Vous avez infligé au Canada le pire endettement des ménages, la pire inflation alimentaire, les pires coûts du logement et le deuxième pire taux de chômage du G7. Votre bilan se résume à plus de dépenses, plus de dettes et plus d’impôts. C’est du pareil au même. Malgré tout le respect que je vous dois, vous agissez comme un vrai libéral. 

Les économistes canadiens tirent la sonnette d’alarme. Jeudi, l’Institut C.D. Howe a déclaré que « le Canada ne peut plus se vanter de sa discipline budgétaire » et que « le gouvernement fédéral doit changer de cap ». La Fédération canadienne de l’entreprise indépendante a déclaré plus tôt ce mois-ci que « l’avenir économique du Canada est en jeu en raison de la dette record et des déficits croissants à Ottawa ».

Le problème n’est pas seulement que vous dépensez plus. C’est que vous gaspillez cet argent dans des dépenses coûteuses pour des projets inutiles, l’aide étrangère et les faux réfugiés. Vous avez enrichi des gens bien connectés comme vous grâce à des subventions aux entreprises et à des paradis fiscaux qui ont permis à votre entreprise d’être celle qui fait le plus d’évitement fiscal au Canada.

Vous refusez de payer votre part tout en forçant les autres à payer plus. La fin de ces politiques pourrait réduire les déficits, l’inflation et les impôts pour les Canadiens qui travaillent fort. 

Permettez-moi d’être clair : nous ne devrions pas avoir de déficit. Et si j’étais premier ministre aujourd’hui, nous serions en bonne voie d’y parvenir. Malheureusement, votre gouvernement libéral a rendu cela impossible pour cette année.

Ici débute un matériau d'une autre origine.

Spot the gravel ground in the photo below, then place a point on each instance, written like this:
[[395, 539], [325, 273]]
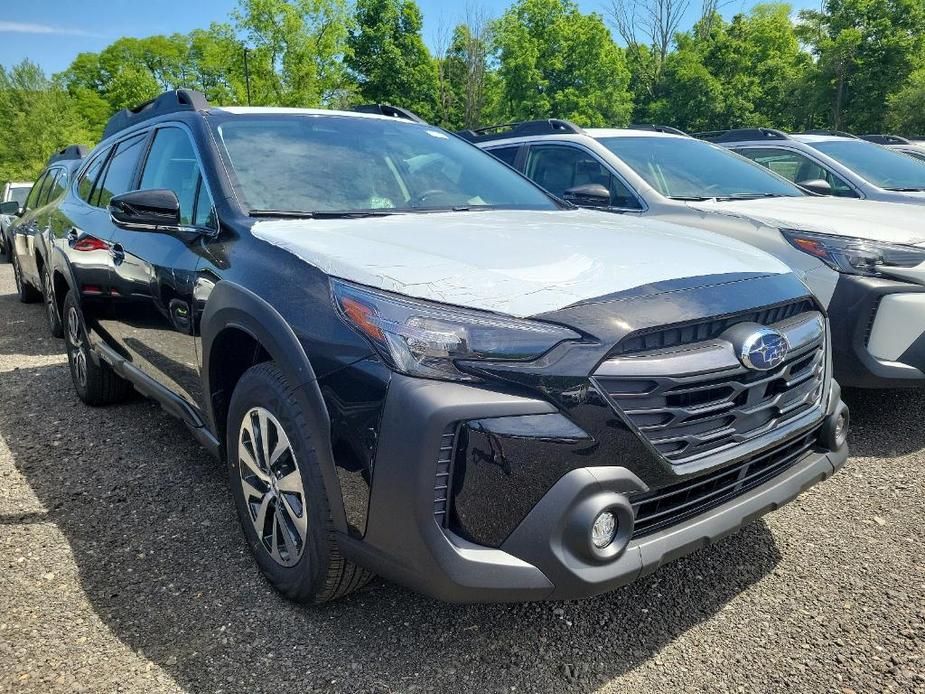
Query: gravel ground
[[123, 569]]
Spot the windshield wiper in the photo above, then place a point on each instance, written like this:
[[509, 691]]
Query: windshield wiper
[[335, 214]]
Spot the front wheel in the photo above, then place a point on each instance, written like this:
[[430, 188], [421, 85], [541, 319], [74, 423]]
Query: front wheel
[[280, 494]]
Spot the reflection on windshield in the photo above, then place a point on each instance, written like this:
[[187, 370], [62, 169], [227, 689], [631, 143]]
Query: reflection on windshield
[[691, 169], [881, 166], [337, 164]]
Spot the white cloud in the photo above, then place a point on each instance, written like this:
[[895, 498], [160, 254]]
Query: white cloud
[[27, 28]]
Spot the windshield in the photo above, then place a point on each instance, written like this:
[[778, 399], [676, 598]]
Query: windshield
[[20, 193], [684, 168], [879, 165], [340, 164]]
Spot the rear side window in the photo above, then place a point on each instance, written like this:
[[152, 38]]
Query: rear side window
[[120, 172], [35, 192], [85, 185], [172, 165]]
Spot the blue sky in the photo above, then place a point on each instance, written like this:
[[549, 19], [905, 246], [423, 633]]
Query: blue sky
[[52, 32]]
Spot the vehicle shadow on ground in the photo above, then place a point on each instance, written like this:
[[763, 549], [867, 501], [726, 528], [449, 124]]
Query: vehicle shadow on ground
[[150, 522], [874, 432]]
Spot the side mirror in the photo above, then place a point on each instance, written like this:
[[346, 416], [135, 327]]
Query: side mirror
[[11, 208], [146, 210], [817, 186], [589, 195]]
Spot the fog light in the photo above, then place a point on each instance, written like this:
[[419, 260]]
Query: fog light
[[604, 529]]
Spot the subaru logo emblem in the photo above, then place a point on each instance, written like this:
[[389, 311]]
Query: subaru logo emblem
[[764, 349]]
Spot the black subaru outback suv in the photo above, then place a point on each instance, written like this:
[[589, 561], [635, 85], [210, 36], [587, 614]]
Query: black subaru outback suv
[[415, 362]]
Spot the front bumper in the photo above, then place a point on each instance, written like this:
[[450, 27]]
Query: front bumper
[[406, 543], [878, 332]]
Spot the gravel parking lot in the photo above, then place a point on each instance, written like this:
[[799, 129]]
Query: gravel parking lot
[[123, 569]]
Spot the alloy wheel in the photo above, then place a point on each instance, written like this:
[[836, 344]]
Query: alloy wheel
[[272, 484], [76, 350]]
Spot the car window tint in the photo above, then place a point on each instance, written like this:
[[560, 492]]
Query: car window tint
[[35, 192], [558, 168], [60, 184], [120, 172], [85, 184], [798, 168], [172, 165], [506, 154]]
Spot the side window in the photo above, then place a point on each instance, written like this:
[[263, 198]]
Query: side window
[[85, 184], [797, 167], [558, 168], [120, 172], [172, 164], [506, 154], [31, 201]]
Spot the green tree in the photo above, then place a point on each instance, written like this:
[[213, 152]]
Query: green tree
[[38, 117], [389, 58], [555, 61], [865, 50]]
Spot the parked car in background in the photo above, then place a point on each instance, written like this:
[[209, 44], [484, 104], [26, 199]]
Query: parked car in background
[[416, 362], [914, 148], [831, 163], [12, 192], [864, 260], [30, 232]]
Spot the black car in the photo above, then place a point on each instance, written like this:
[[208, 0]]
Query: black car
[[415, 362], [31, 230]]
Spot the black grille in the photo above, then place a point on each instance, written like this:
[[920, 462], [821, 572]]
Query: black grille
[[442, 479], [685, 417], [671, 505], [701, 331]]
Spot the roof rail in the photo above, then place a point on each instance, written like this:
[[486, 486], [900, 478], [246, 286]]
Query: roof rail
[[389, 110], [886, 139], [68, 153], [654, 127], [743, 135], [832, 133], [168, 102], [550, 126]]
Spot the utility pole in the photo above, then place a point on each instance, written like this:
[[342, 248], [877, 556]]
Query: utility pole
[[247, 77]]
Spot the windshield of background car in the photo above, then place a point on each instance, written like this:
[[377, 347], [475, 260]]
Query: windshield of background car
[[879, 165], [330, 164], [19, 194], [685, 168]]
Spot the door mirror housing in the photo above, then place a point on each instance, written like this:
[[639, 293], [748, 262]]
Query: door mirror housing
[[146, 210], [589, 195], [11, 208], [817, 185]]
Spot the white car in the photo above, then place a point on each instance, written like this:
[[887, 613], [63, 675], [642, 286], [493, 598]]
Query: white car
[[864, 260], [18, 191]]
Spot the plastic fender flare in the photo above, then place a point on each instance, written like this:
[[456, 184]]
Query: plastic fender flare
[[232, 306]]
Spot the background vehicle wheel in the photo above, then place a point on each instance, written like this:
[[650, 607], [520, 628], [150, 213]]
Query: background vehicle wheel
[[51, 306], [96, 384], [27, 293], [280, 494]]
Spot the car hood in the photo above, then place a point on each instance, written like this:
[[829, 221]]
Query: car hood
[[520, 263], [877, 221]]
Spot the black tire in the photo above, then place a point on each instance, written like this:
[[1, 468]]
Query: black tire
[[53, 316], [313, 571], [26, 292], [96, 383]]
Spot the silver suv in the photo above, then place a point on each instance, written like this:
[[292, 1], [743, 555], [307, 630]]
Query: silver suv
[[831, 163], [864, 260]]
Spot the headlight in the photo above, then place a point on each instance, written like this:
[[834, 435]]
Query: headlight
[[420, 338], [855, 256]]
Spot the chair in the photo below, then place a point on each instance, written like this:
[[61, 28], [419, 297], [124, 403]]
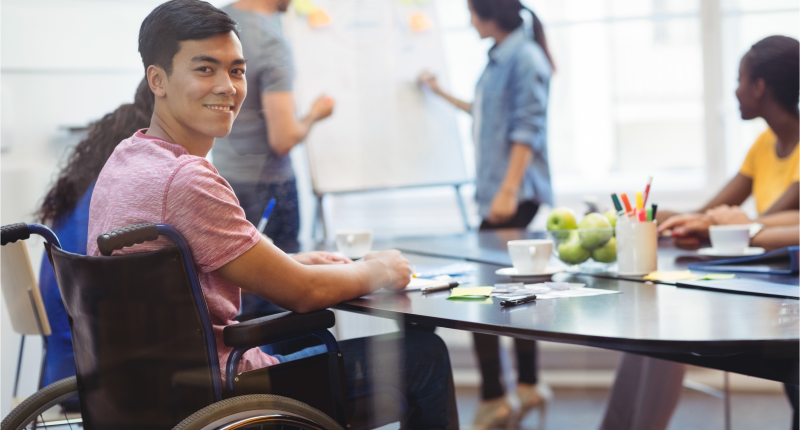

Je vous écris pour vous demander de mettre fin à votre gestion budgétaire à crédit. Voici comment :

  • Plafonnez le déficit pour cette année au niveau annoncé par Justin Trudeau dans sa dernière mise à jour budgétaire : 31 milliards de dollars; et
  • Présentez un plan pour revenir à l’équilibre budgétaire à moyen terme. 

Voici quelques suggestions de dépenses que vous pourriez couper :

  • Abandonnez le TGV Alto de 90 milliards de dollars;
  • Éliminez le programme libéral de confiscation des armes à feu de 742 millions de dollars;
  • Réduisez les 20 milliards de dollars dépensés pour les consultants externes en 2024-2025;
  • Réduisez les dépenses consacrées à la bureaucratie fédérale, qui vont atteindre 65,8 milliards de dollars cette année;
  • Réduisez les dépenses pour l’aide étrangère, qui ont totalisé plus de 12 milliards de dollars en 2024-2025;
  • Réduisez les subventions aux entreprises;
  • Mettez fin aux aides financées par les contribuables pour les demandeurs d’asile frauduleux et aux abus du système d’immigration; et
  • Fermez les paradis fiscaux pour les gens bien connectés tout en réduisant les impôts pour les travailleurs canadiens.

La réduction de la bureaucratie, des consultants, des subventions aux entreprises, de l’aide étrangère, des aides aux faux réfugiés et des paradis fiscaux peut faire baisser la dette, les impôts et l’inflation.

Il est temps de mettre fin à votre gestion budgétaire à crédit. Nous avons besoin d’un gouvernement abordable afin que les Canadiens puissent mener une vie abordable.